Саммер | страница 42



Имена обводились, подчеркивались, вычеркивались. Ежедневник подолгу лежал открытым на каком-нибудь развороте — отец, видимо, надеялся, что именно в нем скрыт ответ, — и нам казалось: если долго всматриваться в записи, они превратятся в картинки, и мы попадем прямо к Саммер, туда, где она гостит у одного из этих парней, листает комиксы на диване или чистит апельсин в саду. Нужно только верить и расслабиться.

Отец звонил куда-то, закрываясь в кабинете — я подкрадывался к двери и слышал мягкий голос, слышал мужественные нотки, но когда он выходил, то казался в ярости, лицо его было не узнать. Он выходил из себя, «сволочь он, после всего что я для него сделал», и я спрашивал себя, не обо мне ли он говорит.


После каникул я вернулся в школу Флоримон. В коридорах все выглядело удивительно знакомым и одновременно другим. Саммер, Джил, Коко и Алексию заменила другая группа девушек — они расцвели за каникулы и носили джинсы-варенки в облипку, их волосы выгорели на солнце, — и мы, парни, мечтали о них, забыв тех, что были раньше, хотя те, другие, казались незабываемыми. Саммер ушла под воду, как луга по берегам реки Арв[14] в сентябре во время разлива — невозможно даже вообразить, что эта вода уйдет когда-нибудь и вновь распустятся дикие цветы.

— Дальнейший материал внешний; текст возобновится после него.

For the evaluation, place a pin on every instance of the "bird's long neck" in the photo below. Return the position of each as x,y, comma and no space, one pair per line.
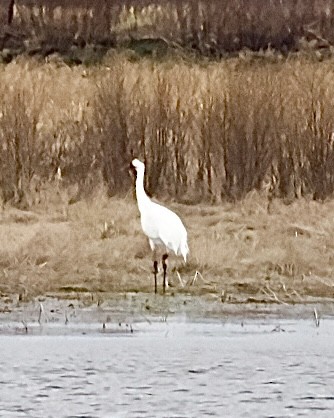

Девятиклассники как-то по-новому суетились: мальчишки смеялись громче, девчонки вертелись за партами и бросали на них томные взгляды. На переменах жизнь била ключом, коридоры гудели как ульи, хотя, может, мне так казалось из-за контраста с моим летним одиночеством, с его ледяной тишиной.

От того лета не осталось ничего или почти ничего, оно сгинуло за завесой дождя. Я не думал о Саммер — меня захватил водоворот школьного года, мощью напоминающий огромные океанские течения, бороться с которыми нет смысла. Отец Фелисите, директор заведения, лет десять назад сказавший мне после собеседования едва ли пару слов и не задавший ни единого вопроса — зато он много рассуждал о нашей семье, особенно об отце, и сосал при этом фиалковые конфетки, жадно загребая их из железной коробочки, слишком изысканной для его толстых пальцев, — так вот, отец Фелисите вызвал меня к себе через несколько недель после начала занятий. Поговаривали, что по субботам он возил мальчиков из интерната в город пропустить пару стаканчиков, вел себя при этом странно и платил за выпивку, но все это происходило в какой-то иной реальности. Он встретил меня в своем кабинете, похожем на тесный шкаф, и уставился на меня — над его черепом кружились частички пыли, черная рубашка слишком плотно обхватывала шею, и я ждал приговора, исключения, отправки домой из-за того, что в моем шкафчике в раздевалке нашли травку, мои оценки еще хуже, чем в прошлом году, а сам он распознал мою суть и видит темную сторону моей души так же легко, как если бы она лежала перед ним на столе.